After her own divorce, the Divorce Encouragist knew that an unhappy marriage is not the end and she decided she would become a divorce coach, guiding other people through end of marriage decisions. So when I thought about a theme of Universal Truths for this week, she was a natural choice and I was very excited when she agreed. Here’s her post:
As a child of divorced parents, a divorcee, a coach, observer and student of divorce, I am delighted to share my perspective on One Of My Favorite Topics. Following are five “universal truths” which I believe all divorces have in common:
- Each Divorce is Different. Perhaps your parents are divorced. Or your best friend. Or that clique of men-hating women at the office… Divorced people typically love to talk about our divorces (evidenced at Ask Me About My Divorce. It’s natural for anyone going through such a process to seek commiseration, validation, sympathy or advice from someone who has “been there, done that.” But remember: their journey is not your journey. Divorce proceedings and outcomes are affected by a multitude of factors including attitudes, legalities, support systems, children, location, family relationships and the big one: money. Aunt Martha’s strategy could be disastrous for Cousin Betsy and your BFF might have settled for much less (or more) than you feel is necessary in your situation. Research is good, but so is realistic/appropriate application of your obtained knowledge.
- You Control Your Divorce. For maximum effectiveness, I am referring to the plural “you”. However, the singular “you” has a lot of power as well. Will the process be long and ugly? Expensive? Amicable? Will you “fight”? Or will you practice “detachment”? Lawyers don’t act unless they are asked (paid) to do so- and then they follow their clients’ wishes. You can set the tone. You are the one who chooses your responses. Choose wisely and you can save a lot of money, time and emotional trauma- for everyone involved.

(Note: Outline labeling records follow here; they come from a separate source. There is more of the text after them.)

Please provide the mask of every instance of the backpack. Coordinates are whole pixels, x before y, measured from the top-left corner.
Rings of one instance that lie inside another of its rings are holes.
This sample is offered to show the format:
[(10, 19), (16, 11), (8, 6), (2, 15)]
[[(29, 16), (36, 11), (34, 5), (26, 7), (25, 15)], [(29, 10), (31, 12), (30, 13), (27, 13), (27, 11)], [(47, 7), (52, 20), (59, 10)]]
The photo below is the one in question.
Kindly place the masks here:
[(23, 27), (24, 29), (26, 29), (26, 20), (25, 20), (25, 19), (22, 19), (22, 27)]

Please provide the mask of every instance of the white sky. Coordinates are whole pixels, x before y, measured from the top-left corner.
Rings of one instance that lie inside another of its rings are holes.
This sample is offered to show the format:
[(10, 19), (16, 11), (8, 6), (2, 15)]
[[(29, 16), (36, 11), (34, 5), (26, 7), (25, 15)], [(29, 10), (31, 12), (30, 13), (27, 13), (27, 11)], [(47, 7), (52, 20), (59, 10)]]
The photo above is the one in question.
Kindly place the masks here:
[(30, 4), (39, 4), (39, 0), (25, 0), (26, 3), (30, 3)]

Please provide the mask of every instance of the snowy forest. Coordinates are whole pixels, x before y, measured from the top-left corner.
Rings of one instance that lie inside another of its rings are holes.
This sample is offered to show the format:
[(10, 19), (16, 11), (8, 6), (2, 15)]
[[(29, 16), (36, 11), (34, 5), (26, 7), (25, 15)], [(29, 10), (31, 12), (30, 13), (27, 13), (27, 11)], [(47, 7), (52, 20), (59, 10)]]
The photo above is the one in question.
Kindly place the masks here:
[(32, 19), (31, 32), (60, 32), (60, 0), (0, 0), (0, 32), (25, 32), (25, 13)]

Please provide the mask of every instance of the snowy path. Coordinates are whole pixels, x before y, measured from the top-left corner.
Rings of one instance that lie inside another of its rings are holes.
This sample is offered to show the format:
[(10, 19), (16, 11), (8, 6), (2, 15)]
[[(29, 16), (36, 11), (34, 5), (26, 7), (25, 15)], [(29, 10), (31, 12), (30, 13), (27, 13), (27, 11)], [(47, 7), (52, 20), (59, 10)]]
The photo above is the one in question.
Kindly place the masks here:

- Divorce Takes Commitment. Contrary to popular belief, divorce is not the “easy way out.” In fact, it can be quite complicated. For starters, each state has different regulations regarding timing, paperwork and support. In most cases, a divorce will be final several months or even years after a couple decides they are through. Mix in the personal time to grieve, plan and focus… plus the division of property… acquisition of new appliances… parenting plans and child adjustments…residential issues… support settlements (and revisions)… Make no mistake; the divorce process is one that requires strength and endurance.
- Divorce = Change. Your life will be different as a result of a divorce, even if it’s a “Good Divorce”. You’re probably facing increased financial restrictions. Maybe you didn’t used to work and now you need to get a job. You may consider alternate housing. Do you really need a two car garage now that you only have one car? It could be necessary to replace furniture or appliances. The kids might have to change schools. Who is going to fix the clogged drain? Be prepared. Realize that change is inevitable. Expect it and greet it with a smile because….
- Divorce Is A Beginning. Most choose to label divorce as “the end of a marriage,” but we can’t ignore the fact that it’s also an opportunity for a fresh start. In the wake of a separation, new beginnings are plentiful: new job, car, house, hairstyle, clothes, friends… even new coffee mugs to start the days of your new life! Although (in most cases) money will be tight and your outward “status” will be downsized, the climate is perfect to cultivate that which lies within. Take a nap, take a hike, take a class- rediscover You!
My favorite Universal Truth here is You Control Your Divorce – it’s so true but I don’t think you’d necessarily realize it at the time. When my marriage was ending, I had two friends who were also divorcing but I didn’t know anyone who was a veteran. I was very dependent for direction on my attorney. That’s where I think a divorce coach would be a great ally. Yes, her fees would be in addition to your lawyer’s fees but I could easily see the latter being less because of your coach.
Do these Truths hold true for you? Are there any you would add to the list?